La municipalidad de Malargüe también tuvo inventiva y abrió un planetario. Los forasteros de Malargüe siempre fueron gente yendo a esquiar o arqueólogos o petroleros; pero el observatorio de rayos cósmicos generó algo de turismo astronómico. Antes de la COVID-19, solían ir al observatorio unos cien, doscientos científicos de todo el mundo. Ya no es así, sobre todo por la pandemia. Un poco, además, porque el objetivo del observatorio se cumplió.
Algunos turistas van en busca de un planetario como el que hay a un par de cuadras. La mayoría se sorprende; algunos se decepcionan. No les parece más divertido que la super antena que instaló la Unión Europea a las afueras de la ciduad. Las reseñas de portales como Tripadvisor son tribunales en los que los turistas fiscalizan lugares del mundo. Martín dice que viajó desde Buenos Aires al Pierre Auger y reseñó: “Cuando te enterás que en el país hay un centro de estudio de rayos cósmicos, te imaginás la NASA; ni ellos saben para qué está”. Carla escribió que estuvo en marzo de 2018: “Nos encontramos con gente de Europa que venía especialmente al lugar por su importancia científica, pero sinceramente nosotros no entendimos mucho”.
Quienes atienden a los turistas son los propios científicos. En una tarde pandémica, un hombre de unos 70 años que fue con su mujer a pasear por Malargüe y aprovechó para entrar a ver qué onda, mira las láminas y le pregunta al ingeniero Nicolás:
- ¿Hacen mal los rayos cósmicos, digo, pueden dar cáncer?
- Quédense tranquilos; no son ese tipo de rayos.
- Ah, interesante.
Otra reseña de Trip Advisor concluyó lo mismo: “interesante, pero complejo”.
Quizá la responsabilidad sobre la decepción de algunos turistas las tengan los últimos eslóganes que inventaron los promotores de turismo de Malargüe: “Un lugar de otro mundo”, “Todo lo que no sabías de ti se encuentra en Malargüe”. Cuando llegan los turistas, se dan cuenta de que los rayos no se ven más que en gráficos algorítmicos; se enteran de que tienen “la fuerza de un saque de Nalbandian”, como solía decir James Cronin; pero no tienen gusto a nada, no se oyen, no se huelen, no se tocan.

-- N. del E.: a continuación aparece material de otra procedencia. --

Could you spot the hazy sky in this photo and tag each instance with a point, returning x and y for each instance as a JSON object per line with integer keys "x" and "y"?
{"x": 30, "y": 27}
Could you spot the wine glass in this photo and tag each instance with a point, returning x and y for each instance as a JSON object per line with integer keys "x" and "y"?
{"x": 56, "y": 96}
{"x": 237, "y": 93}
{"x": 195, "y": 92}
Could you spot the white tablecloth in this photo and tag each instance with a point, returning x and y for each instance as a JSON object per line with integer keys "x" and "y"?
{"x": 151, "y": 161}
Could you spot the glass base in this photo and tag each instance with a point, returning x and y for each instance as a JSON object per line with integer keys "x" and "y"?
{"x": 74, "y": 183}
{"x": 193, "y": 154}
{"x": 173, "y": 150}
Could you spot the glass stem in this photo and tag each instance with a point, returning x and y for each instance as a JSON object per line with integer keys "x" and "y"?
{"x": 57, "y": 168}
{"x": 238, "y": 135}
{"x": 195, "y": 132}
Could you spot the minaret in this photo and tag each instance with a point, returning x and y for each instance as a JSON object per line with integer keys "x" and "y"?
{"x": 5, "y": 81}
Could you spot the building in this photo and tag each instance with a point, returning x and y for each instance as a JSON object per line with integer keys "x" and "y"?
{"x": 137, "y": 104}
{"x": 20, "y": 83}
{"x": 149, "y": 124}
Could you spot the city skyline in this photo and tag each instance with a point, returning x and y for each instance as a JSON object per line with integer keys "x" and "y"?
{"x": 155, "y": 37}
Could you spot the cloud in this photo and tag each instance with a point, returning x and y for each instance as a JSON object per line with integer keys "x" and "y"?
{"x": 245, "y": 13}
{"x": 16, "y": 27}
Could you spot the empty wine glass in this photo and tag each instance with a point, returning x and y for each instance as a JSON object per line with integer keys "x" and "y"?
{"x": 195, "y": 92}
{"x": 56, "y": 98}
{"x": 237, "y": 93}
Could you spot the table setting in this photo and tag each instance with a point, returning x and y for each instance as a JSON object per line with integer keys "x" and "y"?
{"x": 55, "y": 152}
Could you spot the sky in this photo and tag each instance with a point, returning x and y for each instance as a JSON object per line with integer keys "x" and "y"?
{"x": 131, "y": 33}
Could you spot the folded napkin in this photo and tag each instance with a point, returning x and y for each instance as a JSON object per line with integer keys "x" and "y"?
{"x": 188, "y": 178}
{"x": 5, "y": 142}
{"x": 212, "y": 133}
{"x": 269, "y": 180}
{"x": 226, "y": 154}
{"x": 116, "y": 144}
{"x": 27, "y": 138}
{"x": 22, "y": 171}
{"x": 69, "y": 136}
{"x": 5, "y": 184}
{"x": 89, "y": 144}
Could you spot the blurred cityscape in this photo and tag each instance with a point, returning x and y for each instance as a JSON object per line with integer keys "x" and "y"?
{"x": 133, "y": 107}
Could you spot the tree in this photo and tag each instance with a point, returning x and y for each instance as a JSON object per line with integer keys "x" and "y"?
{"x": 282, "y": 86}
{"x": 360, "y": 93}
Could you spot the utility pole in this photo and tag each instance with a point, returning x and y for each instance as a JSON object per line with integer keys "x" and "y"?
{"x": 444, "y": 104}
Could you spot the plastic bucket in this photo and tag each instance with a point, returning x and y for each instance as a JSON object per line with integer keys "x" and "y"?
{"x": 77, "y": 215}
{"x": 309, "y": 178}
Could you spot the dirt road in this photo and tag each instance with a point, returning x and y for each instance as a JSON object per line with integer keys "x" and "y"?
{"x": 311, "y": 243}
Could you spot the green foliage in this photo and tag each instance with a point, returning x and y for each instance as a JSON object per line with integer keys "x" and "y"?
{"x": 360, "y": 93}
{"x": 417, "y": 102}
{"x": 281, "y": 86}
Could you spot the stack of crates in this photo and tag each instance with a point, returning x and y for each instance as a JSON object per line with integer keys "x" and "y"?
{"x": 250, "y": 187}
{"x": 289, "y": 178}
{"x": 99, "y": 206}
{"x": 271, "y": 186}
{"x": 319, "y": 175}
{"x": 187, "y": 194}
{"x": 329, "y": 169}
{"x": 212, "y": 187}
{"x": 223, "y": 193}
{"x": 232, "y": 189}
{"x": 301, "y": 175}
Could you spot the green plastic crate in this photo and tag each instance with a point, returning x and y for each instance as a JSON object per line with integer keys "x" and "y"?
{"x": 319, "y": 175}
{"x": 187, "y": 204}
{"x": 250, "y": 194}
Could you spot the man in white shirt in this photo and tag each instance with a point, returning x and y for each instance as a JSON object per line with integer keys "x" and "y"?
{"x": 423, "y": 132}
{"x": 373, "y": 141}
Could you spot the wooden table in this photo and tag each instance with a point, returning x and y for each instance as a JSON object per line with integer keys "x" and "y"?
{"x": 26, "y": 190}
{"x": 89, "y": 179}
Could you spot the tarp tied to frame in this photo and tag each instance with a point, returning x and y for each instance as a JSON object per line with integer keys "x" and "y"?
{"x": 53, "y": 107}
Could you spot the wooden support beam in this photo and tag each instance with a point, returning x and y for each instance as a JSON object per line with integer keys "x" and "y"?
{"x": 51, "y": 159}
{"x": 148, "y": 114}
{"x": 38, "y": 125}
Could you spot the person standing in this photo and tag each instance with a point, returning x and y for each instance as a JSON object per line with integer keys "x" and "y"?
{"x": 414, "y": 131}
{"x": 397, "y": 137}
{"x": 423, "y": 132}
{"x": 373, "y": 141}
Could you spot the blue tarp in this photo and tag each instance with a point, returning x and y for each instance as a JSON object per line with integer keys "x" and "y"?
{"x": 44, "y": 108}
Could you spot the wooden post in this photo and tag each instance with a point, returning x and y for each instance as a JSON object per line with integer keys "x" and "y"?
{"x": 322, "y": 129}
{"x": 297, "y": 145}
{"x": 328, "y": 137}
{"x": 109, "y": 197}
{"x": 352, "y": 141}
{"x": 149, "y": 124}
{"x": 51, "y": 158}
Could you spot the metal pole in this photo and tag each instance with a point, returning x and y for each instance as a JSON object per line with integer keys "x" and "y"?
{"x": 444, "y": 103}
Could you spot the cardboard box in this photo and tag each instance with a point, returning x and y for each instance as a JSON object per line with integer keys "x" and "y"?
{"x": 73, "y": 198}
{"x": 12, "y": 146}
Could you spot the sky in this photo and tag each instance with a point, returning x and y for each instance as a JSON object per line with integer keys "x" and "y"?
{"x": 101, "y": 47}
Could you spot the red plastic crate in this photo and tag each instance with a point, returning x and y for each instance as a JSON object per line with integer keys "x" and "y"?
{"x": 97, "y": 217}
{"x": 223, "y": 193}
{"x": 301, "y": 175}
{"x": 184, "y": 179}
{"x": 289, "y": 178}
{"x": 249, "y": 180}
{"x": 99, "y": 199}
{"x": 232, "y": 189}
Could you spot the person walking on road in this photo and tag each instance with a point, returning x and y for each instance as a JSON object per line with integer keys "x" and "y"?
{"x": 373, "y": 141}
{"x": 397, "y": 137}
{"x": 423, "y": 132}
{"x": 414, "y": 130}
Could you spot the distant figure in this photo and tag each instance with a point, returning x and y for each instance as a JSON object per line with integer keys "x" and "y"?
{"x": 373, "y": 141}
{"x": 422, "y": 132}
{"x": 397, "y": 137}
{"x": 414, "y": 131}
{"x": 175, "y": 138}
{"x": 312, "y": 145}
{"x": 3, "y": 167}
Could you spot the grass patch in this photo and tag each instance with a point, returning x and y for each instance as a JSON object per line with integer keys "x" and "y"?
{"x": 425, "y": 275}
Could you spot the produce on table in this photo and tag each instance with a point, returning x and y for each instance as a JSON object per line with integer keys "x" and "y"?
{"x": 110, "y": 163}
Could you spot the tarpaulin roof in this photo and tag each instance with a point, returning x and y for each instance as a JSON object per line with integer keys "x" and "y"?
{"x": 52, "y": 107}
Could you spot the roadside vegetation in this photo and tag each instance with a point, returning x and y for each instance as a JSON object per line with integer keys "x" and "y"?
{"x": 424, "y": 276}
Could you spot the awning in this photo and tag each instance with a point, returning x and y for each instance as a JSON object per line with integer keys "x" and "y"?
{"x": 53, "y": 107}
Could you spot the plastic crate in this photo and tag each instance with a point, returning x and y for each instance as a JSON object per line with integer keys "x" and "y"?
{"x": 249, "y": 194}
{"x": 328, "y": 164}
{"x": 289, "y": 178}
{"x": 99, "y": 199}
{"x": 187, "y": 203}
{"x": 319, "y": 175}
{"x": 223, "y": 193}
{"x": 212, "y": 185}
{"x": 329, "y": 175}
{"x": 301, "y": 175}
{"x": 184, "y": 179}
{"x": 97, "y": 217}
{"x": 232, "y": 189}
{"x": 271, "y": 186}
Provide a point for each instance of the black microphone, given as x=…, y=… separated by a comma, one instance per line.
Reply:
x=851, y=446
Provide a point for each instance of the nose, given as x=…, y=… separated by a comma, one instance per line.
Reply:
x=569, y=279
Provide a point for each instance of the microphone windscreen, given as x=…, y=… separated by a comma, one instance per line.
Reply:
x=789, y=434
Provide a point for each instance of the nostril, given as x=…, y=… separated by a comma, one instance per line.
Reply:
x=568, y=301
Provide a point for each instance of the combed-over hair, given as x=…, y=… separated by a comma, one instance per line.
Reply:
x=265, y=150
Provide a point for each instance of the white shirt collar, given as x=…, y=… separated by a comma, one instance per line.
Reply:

Los rayos cósmicos suenan divertidos pero son serios.
La diferencia de los turistas con los científicos es que estos últimos van a buscar más que a encontrar. Por eso los que vienen a Malargüe para estudiar el cielo, el infinito y más allá pueden quedarse sin presupuesto pero no sin preguntas.

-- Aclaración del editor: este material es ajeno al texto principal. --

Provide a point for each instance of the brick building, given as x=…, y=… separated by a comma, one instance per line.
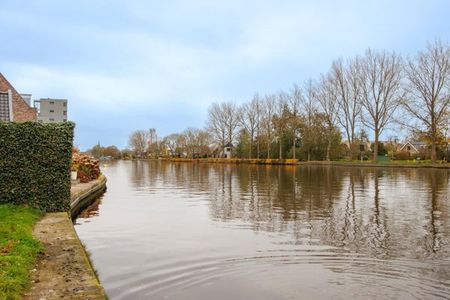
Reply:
x=12, y=106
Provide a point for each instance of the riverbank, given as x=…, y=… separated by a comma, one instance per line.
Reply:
x=64, y=270
x=83, y=194
x=295, y=162
x=388, y=164
x=254, y=161
x=18, y=248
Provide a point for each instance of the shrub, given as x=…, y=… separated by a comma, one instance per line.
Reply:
x=35, y=164
x=87, y=167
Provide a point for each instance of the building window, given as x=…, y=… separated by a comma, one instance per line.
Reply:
x=4, y=107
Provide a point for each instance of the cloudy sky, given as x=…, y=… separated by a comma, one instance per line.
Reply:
x=127, y=65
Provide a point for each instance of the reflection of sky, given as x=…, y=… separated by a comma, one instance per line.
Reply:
x=326, y=230
x=138, y=64
x=386, y=213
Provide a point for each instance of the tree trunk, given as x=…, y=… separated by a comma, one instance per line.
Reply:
x=293, y=147
x=257, y=148
x=375, y=146
x=281, y=156
x=433, y=147
x=328, y=149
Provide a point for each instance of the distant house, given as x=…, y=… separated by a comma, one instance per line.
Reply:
x=221, y=152
x=413, y=147
x=13, y=107
x=51, y=110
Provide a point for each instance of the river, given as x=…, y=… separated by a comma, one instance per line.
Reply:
x=213, y=231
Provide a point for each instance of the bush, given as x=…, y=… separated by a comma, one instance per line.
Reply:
x=87, y=167
x=35, y=163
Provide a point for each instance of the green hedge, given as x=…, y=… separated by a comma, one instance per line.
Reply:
x=35, y=164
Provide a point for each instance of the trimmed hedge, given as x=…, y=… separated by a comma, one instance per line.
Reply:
x=35, y=164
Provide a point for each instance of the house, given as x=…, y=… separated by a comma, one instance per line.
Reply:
x=413, y=147
x=13, y=107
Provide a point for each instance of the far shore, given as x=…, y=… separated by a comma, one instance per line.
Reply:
x=292, y=162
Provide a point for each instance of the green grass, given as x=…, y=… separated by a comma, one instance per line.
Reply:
x=18, y=249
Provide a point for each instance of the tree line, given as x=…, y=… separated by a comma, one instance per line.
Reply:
x=328, y=117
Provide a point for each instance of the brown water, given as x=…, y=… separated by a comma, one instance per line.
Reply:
x=213, y=231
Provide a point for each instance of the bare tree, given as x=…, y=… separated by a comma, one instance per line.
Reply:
x=381, y=92
x=295, y=101
x=153, y=147
x=268, y=110
x=248, y=118
x=279, y=119
x=171, y=142
x=217, y=124
x=327, y=97
x=346, y=78
x=138, y=142
x=310, y=108
x=223, y=121
x=428, y=89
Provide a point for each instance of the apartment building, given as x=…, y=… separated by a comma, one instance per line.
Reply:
x=51, y=110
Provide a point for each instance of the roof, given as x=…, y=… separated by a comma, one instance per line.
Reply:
x=416, y=145
x=20, y=108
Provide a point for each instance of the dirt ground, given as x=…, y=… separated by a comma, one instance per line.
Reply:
x=63, y=270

En la oficina de quienes se ocupan de la logística del Pierre Auger trabajan solo mendocinos, gente que conoce el terreno. El equipo del observatorio es eso: una mezcla de gente que conoce esta tierra con otra gente que conoce el cielo.

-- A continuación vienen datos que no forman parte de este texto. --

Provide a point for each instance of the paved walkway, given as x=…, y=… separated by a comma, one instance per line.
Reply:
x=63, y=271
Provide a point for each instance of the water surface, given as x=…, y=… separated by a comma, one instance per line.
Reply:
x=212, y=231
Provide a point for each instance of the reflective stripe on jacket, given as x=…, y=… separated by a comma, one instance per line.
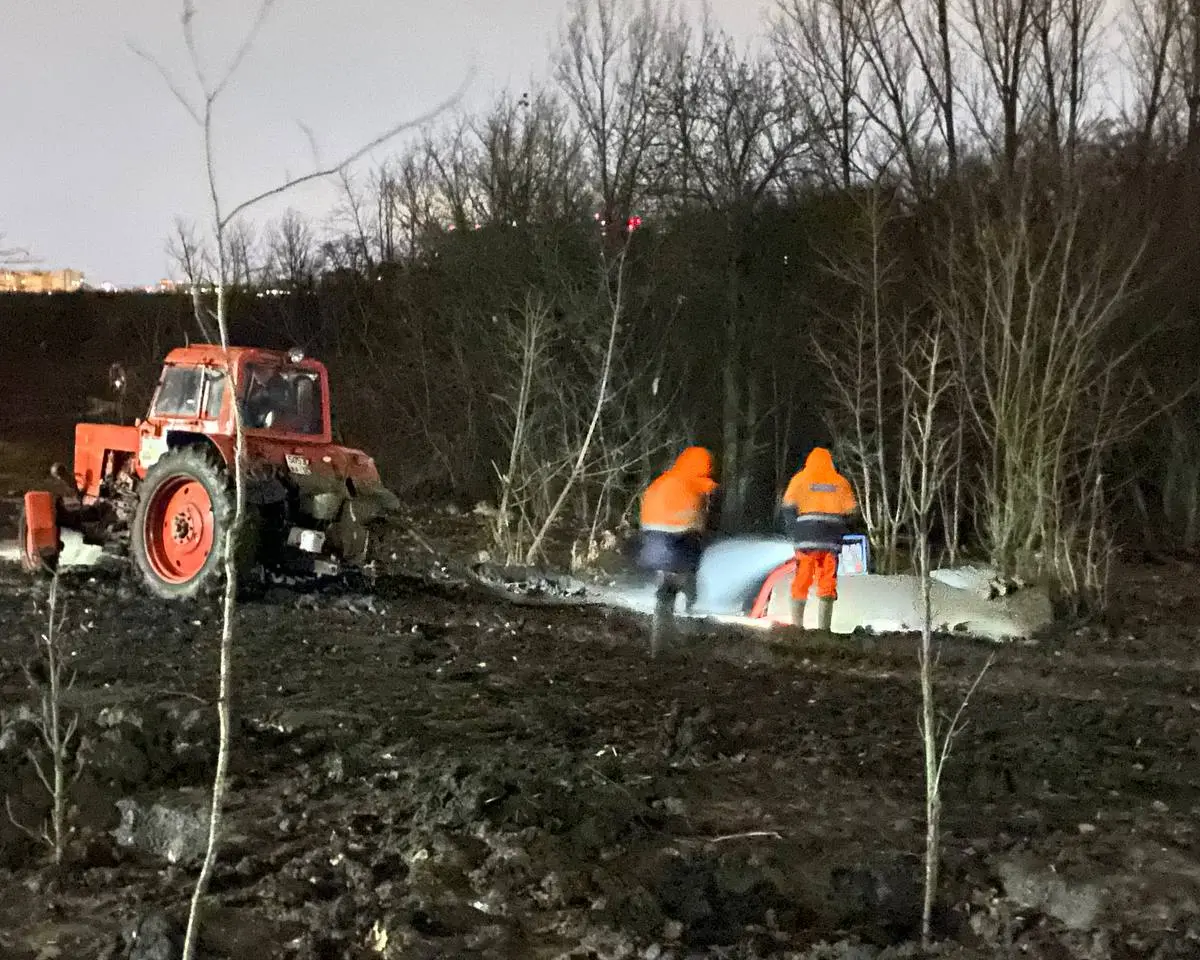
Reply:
x=822, y=499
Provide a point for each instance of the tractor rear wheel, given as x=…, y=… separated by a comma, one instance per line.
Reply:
x=184, y=514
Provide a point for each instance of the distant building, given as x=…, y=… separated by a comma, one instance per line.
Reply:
x=40, y=281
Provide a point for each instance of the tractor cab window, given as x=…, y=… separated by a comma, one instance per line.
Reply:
x=179, y=393
x=214, y=393
x=287, y=401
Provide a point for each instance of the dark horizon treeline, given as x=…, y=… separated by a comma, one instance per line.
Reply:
x=862, y=157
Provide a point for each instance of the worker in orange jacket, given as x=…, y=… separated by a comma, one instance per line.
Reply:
x=673, y=520
x=817, y=501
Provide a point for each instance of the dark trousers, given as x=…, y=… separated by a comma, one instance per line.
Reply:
x=675, y=559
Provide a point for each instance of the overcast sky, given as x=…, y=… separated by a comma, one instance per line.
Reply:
x=97, y=159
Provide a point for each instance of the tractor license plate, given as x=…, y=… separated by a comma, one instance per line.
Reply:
x=310, y=541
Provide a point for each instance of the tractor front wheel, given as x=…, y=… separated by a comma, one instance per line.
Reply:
x=185, y=513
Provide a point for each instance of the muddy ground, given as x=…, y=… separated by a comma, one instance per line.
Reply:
x=424, y=768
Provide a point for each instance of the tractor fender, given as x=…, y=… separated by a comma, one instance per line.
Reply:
x=40, y=531
x=375, y=496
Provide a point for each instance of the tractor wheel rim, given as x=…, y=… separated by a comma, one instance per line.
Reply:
x=179, y=529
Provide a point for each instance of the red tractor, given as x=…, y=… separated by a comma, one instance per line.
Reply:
x=162, y=490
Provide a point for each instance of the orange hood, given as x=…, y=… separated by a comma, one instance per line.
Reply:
x=820, y=462
x=695, y=465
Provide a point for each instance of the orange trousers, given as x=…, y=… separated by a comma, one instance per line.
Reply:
x=820, y=565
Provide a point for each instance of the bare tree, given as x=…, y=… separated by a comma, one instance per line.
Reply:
x=529, y=165
x=1002, y=36
x=291, y=252
x=928, y=382
x=821, y=41
x=863, y=363
x=579, y=414
x=1151, y=33
x=928, y=31
x=187, y=252
x=58, y=733
x=201, y=106
x=610, y=67
x=1067, y=33
x=893, y=99
x=736, y=142
x=241, y=255
x=1033, y=304
x=1186, y=57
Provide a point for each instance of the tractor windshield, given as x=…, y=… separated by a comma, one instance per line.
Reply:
x=286, y=401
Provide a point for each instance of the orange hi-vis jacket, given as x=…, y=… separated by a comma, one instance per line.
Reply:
x=822, y=499
x=677, y=502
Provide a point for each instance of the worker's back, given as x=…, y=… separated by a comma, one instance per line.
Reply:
x=676, y=502
x=822, y=499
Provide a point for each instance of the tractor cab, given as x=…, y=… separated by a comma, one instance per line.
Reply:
x=163, y=489
x=279, y=395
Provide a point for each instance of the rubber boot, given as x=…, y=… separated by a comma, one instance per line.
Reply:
x=825, y=613
x=663, y=627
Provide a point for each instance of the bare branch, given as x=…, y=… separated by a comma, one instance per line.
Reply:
x=347, y=161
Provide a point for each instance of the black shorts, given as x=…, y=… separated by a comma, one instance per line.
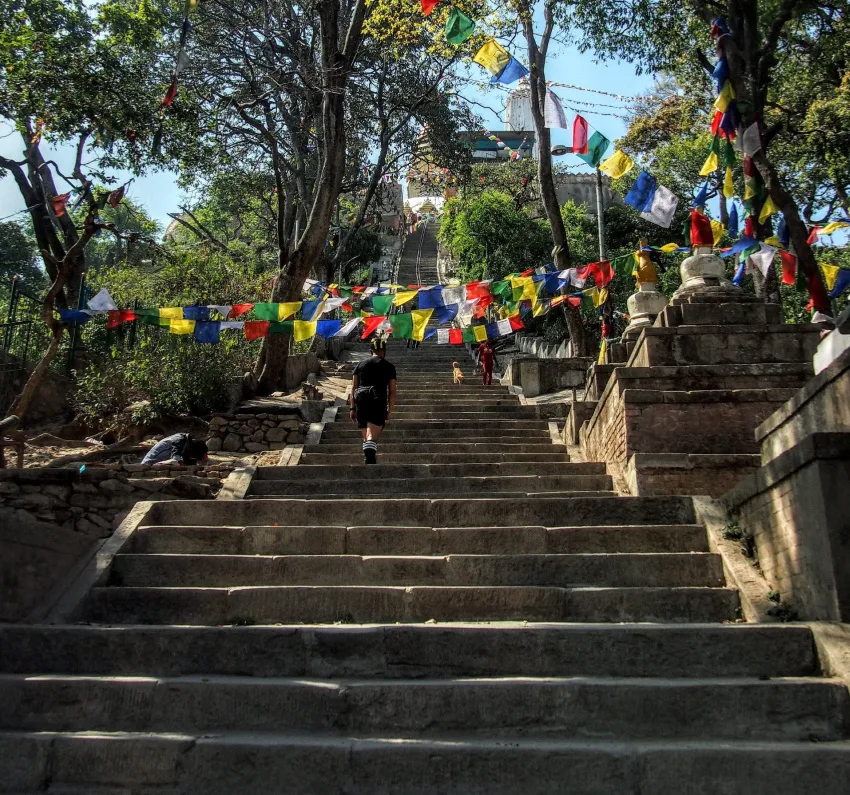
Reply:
x=370, y=412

Entre las anotaciones sobre las tareas del día para los de logística, en una pizarra que ocupa toda una pared, entre los teléfonos de emergencia y recordatorios sobre vencimientos de la factura de electricidad, hay una frase en latín: Ad astra per aspera. Es de Séneca y quiere decir “No hay camino fácil de la Tierra a las estrellas”.